The majority of patients with syndromic and complex craniosynostosis have a normal or even enlarged intracranial volume, before as well as after vault expansion [6, 11, 13, 16]. The finding that brain volume is normal suggests that the compensatory skull growth is sufficient, to allow normal brain growth. The excess of cerebrospinal fluid we observed may be the driving force behind this compensatory growth of the skull. Therefore, in these patients, raised ICP is more likely to result from raised CSF pressure than from a mismatch between intracranial and brain volume. In most patients this raised CSF pressure will have a communicating character with papilledema as the only sign [1].

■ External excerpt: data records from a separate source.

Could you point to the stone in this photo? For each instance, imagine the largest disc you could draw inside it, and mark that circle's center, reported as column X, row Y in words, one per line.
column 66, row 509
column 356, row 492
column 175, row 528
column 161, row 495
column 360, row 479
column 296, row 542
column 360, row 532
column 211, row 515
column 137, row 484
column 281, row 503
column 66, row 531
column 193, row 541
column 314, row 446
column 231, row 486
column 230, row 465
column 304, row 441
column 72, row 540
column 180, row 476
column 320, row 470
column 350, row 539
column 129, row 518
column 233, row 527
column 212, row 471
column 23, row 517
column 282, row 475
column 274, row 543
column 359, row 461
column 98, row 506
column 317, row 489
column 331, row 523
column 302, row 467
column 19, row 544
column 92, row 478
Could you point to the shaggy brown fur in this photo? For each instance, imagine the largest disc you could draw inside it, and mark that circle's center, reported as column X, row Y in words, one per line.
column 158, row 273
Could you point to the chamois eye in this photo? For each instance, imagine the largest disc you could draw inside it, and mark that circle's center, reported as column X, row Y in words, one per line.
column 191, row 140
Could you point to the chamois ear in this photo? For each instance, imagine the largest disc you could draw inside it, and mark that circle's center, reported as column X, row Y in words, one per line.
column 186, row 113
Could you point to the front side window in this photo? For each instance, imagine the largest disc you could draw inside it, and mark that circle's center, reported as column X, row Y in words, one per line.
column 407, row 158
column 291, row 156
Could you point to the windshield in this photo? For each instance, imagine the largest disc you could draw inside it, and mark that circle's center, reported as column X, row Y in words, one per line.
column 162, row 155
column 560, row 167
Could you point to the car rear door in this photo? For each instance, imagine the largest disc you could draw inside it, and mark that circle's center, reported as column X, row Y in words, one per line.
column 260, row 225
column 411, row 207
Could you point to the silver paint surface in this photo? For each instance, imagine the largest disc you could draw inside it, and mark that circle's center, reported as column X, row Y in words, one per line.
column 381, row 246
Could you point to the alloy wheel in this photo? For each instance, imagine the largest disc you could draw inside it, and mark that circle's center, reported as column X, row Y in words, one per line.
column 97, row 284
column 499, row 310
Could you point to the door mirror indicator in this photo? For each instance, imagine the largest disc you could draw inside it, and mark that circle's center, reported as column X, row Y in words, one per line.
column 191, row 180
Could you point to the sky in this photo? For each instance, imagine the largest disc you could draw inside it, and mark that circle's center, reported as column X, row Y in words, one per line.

Chiari I malformation is primarily seen in patients with Crouzon syndrome. In our population 32% of the patients with Crouzon syndrome had a Chiari I malformation, compared to 73% perviously reported by Cinnali et al. [2]. This difference can perhaps be explained by the fact that they performed an MRI in case of clinical signs, while we performed MRI as part of a prospective study and in most cases without a clinical indication.

The diagnosis of Crouzon syndrome itself was not associated with an enlarged ventricular volume when it was corrected for Chiari I malformation. This means that Chiari I malformations have a stronger relation with ventricular volume than Crouzon syndrome by itself. With the lack of consecutive data, we are not able to tell whether Chiari I malformation precedes or follows the enlarged ventricular volume. Enlarged ventricular volume could be the consequence of reduced CSF outflow due to Chiari I but could also be the cause of downward pressure on the cerebellum due to raised ICP. Chiari I malformations and raised ICP are both prevalent in Crouzon syndrome [18].

In Apert syndrome larger ventricles are not related to Chiari I malformation, as only 2 to 8% of the patients with Apert syndrome have a Chiari I malformation [2]. Despite the larger ventricular volume, patients with Apert syndrome have a relatively low prevalence of increased ICP [5]. This could be due to their significantly larger intracranial volume before and after vault expansion [6, 16]. In Apert syndrome extra compensatory growth of the skull is facilitated by the enlarged anterior fontanelle that stays open for a relatively long period, preventing the development of increased ICP.

Conclusion

For the first time we show that patients with syndromic and complex craniosynostosis have a normal total brain volume. Therefore, it is unlikely that a mismatch between intracranial and brain volume is the main cause of raised ICP. Furthermore, we found enlarged ventricular volume to occur particularly in patients with Apert syndrome and patients with a Chiari I malformation. Patients with Crouzon syndrome are especially at risk for Chiari I, but those without a Chiari I have normal ventricular volumes. We advice screening of all patients with Apert and Crouzon syndrome for the development of enlarged ventricle volume and the presence a Chiari I malformation.